Benny Mardones passed away a couple of days ago from Parkinson’s disease at the age of 73.
This thread is not to memorialize him, but to remember him as the person responsible for the creepiest, most pervy music video ever made. I realize that 1980 was literally four decades ago but even then there had to be lines and somehow this video didn’t break them.
If you think this is the most creepiest, perverted video made, you haven’t seen too many videos.
What is it that’s supposed to be creepy? That the girl “looks about 14”?
I’m not defending it. I just don’t see it. Sure the song is trying to justify the relationship. The SONG is creepy. But the song isn’t the video.
I know a girl 16 when she hooked up with this guy 9 years older than her. Her parents hated the guy. Heck, I might have beat him up, if she were my daughter.
Speaking only for myself, it’s not the video, per se, that I find unpleasant. I’ve always hated the song since it first came out because to my 14 year old self, it was corny and boring. The big bummer that was played in between the fun, bouncy songs. My dislike of the song itself coupled with the named “Benny” just made me picture the singer as a loser. In the video, Mr. M. does not disappoint. I am surprised they have an actress that looks so young. Usually it’s the other way around; twenty somethings playing teenagers.
As to the dating age disparity; I dated a 23 year old when I was sixteen. With my parents permission.
I have to admit I like the song, and have since it first came out, when it appealed to my teenage romantic streak (it’s even on my iPod - don’t you judge me!). But the older the guy and the younger the girl, the pervier it gets.
The idea of 18 as an absolute age on consent wasn’t established as a cultural idea back in 1980, so the ‘guy in his 30s with a 16 year old’ didn’t hit the same creepy buttons that it does now. While the idea that 18 is the cutoff for ‘adult’ is very common today, it’s still not actually true legally. Numerous US states actually have a 16 age of consent, as do Germany, France, the UK, and Canada to name a few others from a quick google search.
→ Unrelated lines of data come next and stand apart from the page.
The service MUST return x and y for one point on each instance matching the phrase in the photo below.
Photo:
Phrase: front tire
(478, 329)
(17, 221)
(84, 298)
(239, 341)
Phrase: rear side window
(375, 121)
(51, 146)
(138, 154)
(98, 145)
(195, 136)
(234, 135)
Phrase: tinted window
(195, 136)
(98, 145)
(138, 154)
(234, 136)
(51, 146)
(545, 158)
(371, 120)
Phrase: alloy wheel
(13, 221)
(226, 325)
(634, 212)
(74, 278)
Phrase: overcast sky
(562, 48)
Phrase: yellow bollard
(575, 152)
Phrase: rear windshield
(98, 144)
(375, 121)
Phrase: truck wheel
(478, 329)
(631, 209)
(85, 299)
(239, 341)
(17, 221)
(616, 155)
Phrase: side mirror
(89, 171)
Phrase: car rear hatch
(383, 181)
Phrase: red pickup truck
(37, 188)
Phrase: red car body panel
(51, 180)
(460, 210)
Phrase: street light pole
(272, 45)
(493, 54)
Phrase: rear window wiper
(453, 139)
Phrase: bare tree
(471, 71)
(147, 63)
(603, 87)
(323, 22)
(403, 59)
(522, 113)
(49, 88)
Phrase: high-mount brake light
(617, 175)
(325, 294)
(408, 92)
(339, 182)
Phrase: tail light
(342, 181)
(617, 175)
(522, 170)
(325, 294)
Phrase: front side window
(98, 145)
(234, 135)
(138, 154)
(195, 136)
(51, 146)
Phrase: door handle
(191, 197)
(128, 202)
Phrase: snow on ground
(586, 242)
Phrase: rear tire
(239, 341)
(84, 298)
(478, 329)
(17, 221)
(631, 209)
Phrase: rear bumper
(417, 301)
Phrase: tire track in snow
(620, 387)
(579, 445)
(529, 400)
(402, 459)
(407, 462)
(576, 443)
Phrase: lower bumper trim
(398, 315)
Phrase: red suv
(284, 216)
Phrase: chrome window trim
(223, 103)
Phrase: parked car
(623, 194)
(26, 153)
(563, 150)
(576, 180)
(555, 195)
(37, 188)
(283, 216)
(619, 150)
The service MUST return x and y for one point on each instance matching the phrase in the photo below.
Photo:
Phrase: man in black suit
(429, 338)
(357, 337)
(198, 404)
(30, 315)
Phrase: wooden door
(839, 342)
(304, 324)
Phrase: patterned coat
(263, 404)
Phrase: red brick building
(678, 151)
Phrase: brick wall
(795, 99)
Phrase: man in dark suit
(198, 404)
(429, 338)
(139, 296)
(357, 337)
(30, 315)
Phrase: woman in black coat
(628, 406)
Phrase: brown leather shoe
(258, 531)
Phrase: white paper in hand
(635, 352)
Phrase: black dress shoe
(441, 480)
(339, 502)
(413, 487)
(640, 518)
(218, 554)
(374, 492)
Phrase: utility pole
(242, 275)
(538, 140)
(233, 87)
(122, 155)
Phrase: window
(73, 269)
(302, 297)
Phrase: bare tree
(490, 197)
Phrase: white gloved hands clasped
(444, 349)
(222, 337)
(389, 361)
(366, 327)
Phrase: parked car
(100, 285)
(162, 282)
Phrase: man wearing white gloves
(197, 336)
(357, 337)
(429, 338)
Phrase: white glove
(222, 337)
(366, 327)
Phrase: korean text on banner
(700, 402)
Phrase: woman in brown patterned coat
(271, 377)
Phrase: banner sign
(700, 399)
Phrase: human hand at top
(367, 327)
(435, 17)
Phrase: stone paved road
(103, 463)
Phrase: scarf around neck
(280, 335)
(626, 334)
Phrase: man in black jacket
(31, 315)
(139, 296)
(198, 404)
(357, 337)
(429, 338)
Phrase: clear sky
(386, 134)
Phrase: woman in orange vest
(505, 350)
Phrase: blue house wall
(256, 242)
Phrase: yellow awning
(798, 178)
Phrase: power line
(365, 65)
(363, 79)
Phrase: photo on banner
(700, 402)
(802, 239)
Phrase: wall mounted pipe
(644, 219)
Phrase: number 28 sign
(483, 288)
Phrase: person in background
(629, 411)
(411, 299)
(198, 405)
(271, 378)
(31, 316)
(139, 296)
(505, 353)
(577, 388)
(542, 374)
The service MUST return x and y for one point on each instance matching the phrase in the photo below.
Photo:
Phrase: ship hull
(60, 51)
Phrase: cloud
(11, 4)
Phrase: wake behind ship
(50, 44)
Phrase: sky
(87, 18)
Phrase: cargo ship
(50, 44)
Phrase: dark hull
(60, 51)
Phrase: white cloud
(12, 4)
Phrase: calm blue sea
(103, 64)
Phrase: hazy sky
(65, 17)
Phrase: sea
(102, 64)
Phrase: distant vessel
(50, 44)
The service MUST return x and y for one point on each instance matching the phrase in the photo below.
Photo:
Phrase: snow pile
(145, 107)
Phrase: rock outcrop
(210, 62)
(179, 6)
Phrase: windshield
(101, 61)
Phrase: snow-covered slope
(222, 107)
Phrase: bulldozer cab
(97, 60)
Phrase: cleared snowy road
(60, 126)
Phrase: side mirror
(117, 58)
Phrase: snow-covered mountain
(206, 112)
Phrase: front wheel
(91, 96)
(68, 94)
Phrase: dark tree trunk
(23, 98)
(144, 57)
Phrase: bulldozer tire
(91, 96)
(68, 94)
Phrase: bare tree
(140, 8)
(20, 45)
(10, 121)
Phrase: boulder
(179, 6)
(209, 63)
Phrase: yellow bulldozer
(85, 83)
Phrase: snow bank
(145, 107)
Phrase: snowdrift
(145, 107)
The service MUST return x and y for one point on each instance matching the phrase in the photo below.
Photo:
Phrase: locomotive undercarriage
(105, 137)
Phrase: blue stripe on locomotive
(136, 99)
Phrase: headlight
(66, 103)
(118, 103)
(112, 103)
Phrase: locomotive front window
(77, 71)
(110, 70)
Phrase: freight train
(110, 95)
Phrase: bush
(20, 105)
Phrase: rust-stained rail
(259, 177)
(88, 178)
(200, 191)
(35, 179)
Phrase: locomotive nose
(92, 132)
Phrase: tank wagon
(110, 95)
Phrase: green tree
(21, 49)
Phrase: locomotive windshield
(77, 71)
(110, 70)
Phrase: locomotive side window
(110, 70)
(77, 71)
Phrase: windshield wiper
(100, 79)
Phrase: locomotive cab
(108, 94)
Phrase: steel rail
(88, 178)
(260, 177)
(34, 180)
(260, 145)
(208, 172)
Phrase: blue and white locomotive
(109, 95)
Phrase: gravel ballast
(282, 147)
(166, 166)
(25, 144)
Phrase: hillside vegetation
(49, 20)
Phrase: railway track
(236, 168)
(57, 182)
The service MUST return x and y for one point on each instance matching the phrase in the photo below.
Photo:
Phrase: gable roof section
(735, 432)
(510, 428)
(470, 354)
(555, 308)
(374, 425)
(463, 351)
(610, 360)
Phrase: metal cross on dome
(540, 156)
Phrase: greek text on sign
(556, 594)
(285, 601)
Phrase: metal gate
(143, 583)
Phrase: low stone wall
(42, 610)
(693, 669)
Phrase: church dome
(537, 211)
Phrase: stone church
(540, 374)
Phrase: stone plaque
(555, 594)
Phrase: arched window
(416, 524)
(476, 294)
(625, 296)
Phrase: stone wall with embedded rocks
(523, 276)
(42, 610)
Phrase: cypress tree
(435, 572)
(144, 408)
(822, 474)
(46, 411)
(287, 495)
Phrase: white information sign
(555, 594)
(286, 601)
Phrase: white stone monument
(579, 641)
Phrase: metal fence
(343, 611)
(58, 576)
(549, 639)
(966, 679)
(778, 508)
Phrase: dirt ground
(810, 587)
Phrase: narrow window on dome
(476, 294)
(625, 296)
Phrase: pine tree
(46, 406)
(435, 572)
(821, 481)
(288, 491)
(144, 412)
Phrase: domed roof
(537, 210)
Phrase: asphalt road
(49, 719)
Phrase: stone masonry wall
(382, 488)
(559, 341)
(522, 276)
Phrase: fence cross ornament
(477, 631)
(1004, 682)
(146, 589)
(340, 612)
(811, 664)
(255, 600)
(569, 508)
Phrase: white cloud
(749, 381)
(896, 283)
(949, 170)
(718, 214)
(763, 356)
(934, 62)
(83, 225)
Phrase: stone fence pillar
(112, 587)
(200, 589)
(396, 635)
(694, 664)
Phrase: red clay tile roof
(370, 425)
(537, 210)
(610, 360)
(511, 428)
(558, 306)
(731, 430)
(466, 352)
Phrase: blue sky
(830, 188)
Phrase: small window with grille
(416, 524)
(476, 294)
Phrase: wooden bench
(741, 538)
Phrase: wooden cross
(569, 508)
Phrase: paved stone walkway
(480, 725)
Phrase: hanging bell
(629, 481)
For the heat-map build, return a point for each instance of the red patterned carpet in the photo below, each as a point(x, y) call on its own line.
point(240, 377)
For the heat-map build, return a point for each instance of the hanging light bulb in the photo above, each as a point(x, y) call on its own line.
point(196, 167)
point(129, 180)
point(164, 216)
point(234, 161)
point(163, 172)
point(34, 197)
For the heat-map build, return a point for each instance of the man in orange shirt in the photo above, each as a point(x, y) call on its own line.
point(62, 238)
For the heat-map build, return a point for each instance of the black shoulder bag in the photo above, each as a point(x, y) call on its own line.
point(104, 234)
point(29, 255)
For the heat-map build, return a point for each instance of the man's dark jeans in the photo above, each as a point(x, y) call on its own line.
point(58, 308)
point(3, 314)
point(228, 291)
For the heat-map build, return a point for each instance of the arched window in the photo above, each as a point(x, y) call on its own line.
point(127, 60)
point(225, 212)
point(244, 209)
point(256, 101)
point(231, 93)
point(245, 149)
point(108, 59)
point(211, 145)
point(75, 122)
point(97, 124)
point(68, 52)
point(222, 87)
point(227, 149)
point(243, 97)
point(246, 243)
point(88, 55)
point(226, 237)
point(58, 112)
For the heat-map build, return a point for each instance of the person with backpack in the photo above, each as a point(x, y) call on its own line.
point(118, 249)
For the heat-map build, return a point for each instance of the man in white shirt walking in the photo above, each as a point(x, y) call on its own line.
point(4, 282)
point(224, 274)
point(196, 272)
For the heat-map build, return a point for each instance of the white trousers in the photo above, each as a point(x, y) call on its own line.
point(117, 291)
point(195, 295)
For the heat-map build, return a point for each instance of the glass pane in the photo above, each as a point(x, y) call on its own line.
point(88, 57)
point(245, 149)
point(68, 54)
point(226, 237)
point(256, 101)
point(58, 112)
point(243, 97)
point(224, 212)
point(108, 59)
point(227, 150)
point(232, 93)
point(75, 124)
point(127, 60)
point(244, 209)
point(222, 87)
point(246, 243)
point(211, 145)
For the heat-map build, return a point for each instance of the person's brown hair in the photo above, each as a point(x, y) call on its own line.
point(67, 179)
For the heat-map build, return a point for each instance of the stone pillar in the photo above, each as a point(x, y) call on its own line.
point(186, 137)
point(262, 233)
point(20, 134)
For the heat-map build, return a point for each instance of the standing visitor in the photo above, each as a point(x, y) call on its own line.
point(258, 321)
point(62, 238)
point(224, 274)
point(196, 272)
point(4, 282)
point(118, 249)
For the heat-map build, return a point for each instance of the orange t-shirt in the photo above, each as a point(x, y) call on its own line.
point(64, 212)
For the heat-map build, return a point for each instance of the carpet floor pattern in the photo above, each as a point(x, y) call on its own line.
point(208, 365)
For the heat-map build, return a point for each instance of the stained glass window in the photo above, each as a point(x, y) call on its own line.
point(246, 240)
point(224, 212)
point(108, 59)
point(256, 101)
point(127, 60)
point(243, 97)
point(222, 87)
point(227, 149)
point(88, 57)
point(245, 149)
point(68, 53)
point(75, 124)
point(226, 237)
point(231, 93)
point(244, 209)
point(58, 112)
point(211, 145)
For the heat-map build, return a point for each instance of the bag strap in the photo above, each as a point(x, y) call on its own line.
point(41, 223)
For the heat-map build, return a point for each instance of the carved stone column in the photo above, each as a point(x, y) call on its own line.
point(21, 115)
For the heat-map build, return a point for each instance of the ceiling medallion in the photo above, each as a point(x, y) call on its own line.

I don’t disagree that the video reads ‘creepy’ to me (and most people) now, but it didn’t cross the ‘unacceptable’ line in 1980 and doesn’t even cross the ‘illegal’ line everywhere now. There were a lot of songs up until the 80’s where adult male musicians sang about their love or lust for under-18 girls, so this doesn’t stand out particularly.
A skeevy-looking guy in his mid-thirties creeping through the window of what appears to be a catatonic, 14 year-old girl’s bedroom would be creepy in any century. Unless it’s an introduction to a personal relationship with Jesus, showing her a love ‘like she’s never seen’ is also problematic.
Last time this song came up, someone linked to a defense of the song by Mardones. He claimed that it was based on a platonic relationship with a neighbor’s daughter. It seemed like a stretch, and everything in the video contradicts it.
Yeah, I turned 15 in 1980. A girl about my age back then getting hit on by a 33 year old guy, or worse yet, hooking up with him, would have seemed as creepy then as now.
Yeah, the history of songs (and accompanying videos) and popular entertainment disagrees with your experience. In 1958, Elvis in his 20s started dating a 14 year old girl. This was controversial, but didn’t ruin his career. In 1967, a 27 year old Neil Diamond released “Girl, You’ll be a Woman soon” to reach the top 10 on the pop chart. In 1968, a 25 year old Mick Jagger released “Stray Cat Blues” about lusting after a 15 (often 13 in concert) year old groupie. In 1977, “Christine Sixteen” sung by a 30 year old Gene Simmons of KISS ranked 25 on the Billboard charts. Kip Winger at 27 released “She’s only Seventeen” in 1988 and hit 26 on Billboard.
While they might not have been in the specific ‘mid-30s and 16’ lineup at the time of release, all of the hits were kept in rotation for a decade or more, so they did feature the age gap in this song (and a larger one later). You just don’t generally see songs by adult singers lusting after 13-17 year old girls, or adults dating 14-year-olds and remaining a popular musician today, as far as I’m aware - do these still make the charts?
While it might have been ‘creepy’ to see in person or for you as an individual, I don’t see how you can contend that it ‘crossed the line’ back then when songs like the above were considered fine when sung by singers with an equal or larger age gap. The general cultural opinion of older guys with under-18 girls has shifted a lot.
It’s a different style of pervy but I thought Blurred Lines by Robin Thicke was worse. I was actually turned off by the nudity. He took some of the most beautiful women in the world and reduced them to slabs of meat.